Lighter inspections to be more rigorous

30th May 2003, 1:00am
The new regime at Ofsted due in September seems a contradiction in terms. Michael Shaw reports

INSPECTIONS of primary schools should become more rigorous as the pressure on test targets is reduced, Education Secretary Charles Clarke has urged.

Mr Clarke told MPs and citizenship group leaders that he wanted inspectors to examine individual subjects with “more rigour and accuracy” as part of the changes to primary school assessment announced last week.

The minister, who has discussed the matter with chief schools inspector David Bell, has also requested headteachers’ views on including judgments from the Office for Standards in Education in school league-tables.

The calls for tougher inspections appear to contradict claims by Mr Clarke and Mr Bell that they want a lighter-touch Ofsted regime.

However, the chief inspector said that inspections of secondary and primary schools will be both lighter and more rigorous under the new inspection system, which will be introduced in September.

Under the updated framework, due to be published today, headteachers will rate aspects of their schools’ work from grade one (excellent) to grade seven (poor) on forms.

Inspectors will then tailor their visits to individual schools according to information provided in the self-evaluation, spending less time examining areas where the school needs little assistance.
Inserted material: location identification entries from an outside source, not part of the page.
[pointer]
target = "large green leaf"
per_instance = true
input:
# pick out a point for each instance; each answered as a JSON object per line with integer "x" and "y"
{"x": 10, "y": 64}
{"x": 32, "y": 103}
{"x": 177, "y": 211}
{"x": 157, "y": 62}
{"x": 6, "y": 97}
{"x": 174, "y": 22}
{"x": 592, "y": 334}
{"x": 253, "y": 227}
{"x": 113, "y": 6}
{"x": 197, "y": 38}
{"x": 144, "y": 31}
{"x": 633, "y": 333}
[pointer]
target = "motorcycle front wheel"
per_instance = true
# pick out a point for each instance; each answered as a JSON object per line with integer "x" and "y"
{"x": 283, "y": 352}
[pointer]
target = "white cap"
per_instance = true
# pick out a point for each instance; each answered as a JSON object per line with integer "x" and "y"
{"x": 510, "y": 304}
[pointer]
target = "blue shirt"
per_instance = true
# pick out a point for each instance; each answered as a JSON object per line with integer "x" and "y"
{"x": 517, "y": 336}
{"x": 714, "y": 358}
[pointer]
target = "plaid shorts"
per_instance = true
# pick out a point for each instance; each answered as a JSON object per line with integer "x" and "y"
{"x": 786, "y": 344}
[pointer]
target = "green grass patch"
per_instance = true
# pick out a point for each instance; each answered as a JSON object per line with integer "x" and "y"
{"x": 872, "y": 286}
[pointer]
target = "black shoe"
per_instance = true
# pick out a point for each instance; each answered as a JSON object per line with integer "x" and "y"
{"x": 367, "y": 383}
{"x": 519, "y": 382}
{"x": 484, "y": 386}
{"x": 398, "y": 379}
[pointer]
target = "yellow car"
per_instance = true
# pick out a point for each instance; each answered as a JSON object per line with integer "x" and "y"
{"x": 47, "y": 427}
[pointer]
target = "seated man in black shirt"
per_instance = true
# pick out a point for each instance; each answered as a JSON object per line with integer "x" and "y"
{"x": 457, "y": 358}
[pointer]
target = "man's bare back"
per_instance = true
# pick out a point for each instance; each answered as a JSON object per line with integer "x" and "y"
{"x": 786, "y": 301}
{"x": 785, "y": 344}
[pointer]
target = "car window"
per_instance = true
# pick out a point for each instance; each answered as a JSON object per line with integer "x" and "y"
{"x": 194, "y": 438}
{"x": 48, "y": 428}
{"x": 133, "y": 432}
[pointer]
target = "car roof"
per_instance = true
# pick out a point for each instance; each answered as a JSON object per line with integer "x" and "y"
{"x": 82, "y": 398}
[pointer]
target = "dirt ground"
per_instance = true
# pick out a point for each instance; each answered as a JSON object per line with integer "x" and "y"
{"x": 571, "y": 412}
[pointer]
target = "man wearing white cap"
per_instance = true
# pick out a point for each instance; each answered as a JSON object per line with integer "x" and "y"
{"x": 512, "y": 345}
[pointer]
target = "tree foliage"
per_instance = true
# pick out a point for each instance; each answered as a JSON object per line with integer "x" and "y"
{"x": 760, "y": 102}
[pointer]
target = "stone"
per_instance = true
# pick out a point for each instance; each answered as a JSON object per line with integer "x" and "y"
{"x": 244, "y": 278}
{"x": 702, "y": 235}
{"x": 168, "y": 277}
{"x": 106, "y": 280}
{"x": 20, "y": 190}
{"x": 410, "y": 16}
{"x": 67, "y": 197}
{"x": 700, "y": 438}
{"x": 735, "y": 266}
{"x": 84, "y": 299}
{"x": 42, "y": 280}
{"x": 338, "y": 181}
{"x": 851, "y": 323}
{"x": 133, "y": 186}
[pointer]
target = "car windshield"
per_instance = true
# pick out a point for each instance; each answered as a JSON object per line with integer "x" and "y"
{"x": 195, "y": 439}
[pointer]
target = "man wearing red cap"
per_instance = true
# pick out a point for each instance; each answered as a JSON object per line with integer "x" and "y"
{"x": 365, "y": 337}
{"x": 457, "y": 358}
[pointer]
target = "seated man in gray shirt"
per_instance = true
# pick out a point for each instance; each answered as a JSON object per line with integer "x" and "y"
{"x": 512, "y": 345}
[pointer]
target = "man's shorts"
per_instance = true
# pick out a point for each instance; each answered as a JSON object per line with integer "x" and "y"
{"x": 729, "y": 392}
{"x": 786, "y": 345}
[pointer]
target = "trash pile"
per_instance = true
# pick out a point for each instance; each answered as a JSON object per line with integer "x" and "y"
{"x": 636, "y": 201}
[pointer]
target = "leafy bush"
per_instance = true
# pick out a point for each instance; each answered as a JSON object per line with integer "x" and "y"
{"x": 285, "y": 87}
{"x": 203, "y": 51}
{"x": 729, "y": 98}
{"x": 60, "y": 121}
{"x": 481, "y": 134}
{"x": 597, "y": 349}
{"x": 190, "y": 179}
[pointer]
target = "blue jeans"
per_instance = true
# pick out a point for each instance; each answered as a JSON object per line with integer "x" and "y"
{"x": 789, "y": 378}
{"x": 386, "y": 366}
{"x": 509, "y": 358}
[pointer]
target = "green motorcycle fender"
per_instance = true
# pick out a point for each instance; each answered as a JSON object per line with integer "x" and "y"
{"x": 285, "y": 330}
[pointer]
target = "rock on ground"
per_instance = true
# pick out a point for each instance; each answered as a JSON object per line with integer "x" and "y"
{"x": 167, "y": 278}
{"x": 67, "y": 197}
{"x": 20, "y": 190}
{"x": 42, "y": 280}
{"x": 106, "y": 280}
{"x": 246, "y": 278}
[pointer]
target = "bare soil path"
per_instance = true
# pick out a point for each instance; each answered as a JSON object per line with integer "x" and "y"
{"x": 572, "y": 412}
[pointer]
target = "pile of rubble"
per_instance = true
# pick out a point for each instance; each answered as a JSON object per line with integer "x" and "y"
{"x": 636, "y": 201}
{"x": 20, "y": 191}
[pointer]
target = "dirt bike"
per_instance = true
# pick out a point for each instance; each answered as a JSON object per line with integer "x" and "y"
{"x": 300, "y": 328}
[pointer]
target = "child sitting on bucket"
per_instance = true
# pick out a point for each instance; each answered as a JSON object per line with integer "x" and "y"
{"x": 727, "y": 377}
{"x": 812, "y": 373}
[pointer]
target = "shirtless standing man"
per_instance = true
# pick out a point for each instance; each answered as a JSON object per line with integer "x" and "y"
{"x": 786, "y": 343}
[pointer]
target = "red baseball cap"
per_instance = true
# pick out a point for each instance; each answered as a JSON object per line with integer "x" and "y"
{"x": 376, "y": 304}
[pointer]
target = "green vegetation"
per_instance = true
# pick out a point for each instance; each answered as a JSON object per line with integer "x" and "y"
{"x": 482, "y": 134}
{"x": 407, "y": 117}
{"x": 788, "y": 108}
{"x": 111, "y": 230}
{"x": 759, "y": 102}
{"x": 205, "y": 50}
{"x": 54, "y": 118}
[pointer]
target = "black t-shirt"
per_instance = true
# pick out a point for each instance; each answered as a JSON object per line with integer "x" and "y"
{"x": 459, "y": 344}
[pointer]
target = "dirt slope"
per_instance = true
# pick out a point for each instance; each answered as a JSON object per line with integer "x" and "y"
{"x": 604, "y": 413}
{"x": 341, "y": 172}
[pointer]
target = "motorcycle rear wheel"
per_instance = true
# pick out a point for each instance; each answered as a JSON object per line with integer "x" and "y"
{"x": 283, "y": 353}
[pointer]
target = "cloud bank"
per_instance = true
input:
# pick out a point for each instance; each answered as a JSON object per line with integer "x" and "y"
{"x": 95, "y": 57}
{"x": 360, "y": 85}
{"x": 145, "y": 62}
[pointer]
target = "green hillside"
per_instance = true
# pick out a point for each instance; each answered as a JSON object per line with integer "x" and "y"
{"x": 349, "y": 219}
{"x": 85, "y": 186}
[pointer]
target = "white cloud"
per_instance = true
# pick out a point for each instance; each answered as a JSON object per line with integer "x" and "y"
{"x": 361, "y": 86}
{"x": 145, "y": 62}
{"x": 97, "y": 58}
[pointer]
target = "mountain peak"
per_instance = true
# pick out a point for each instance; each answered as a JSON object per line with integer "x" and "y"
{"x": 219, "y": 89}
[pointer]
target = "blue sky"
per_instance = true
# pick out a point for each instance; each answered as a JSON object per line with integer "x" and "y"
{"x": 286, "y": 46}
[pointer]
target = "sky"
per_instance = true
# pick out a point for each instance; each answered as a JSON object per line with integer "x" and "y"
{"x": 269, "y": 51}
“A more rigorous inspection doesn’t have to be a longer one,” Mr Bell said.

“Schools felt that we didn’t give enough attention to individual subjects, so we will do in future, but the length of inspections is not going to increase.”

Schools will be asked to give pupils anonymous tick-box questionnaires, based on samples provided by Ofsted, to gauge their opinions on their lessons and the behaviour of fellow students.

“Short” inspections, which only a fraction of schools received, will be scrapped after complaints from heads that they were too superficial. But the average length of a standard inspection will shorten by a handful of days and successful schools will have gaps of up to six years between visits.

Inspectors will report examples of particularly impressive teaching methods or other good practice on the Ofsted website.

The format of the inspection reports will also be altered to make them easier for parents to read.

An Ofsted spokeswoman said the education watchdog planned to place less emphasis on the number of pupils in a school who receive free school meals - a controversial measurement of socio-economic status - and more on other factors such as pupils’ value-added results.

Copies of the inspectors’ handbooks for primary and secondary schools will be available from today, but sample Ofsted pupil questionnaires will not be sent to schools until the summer.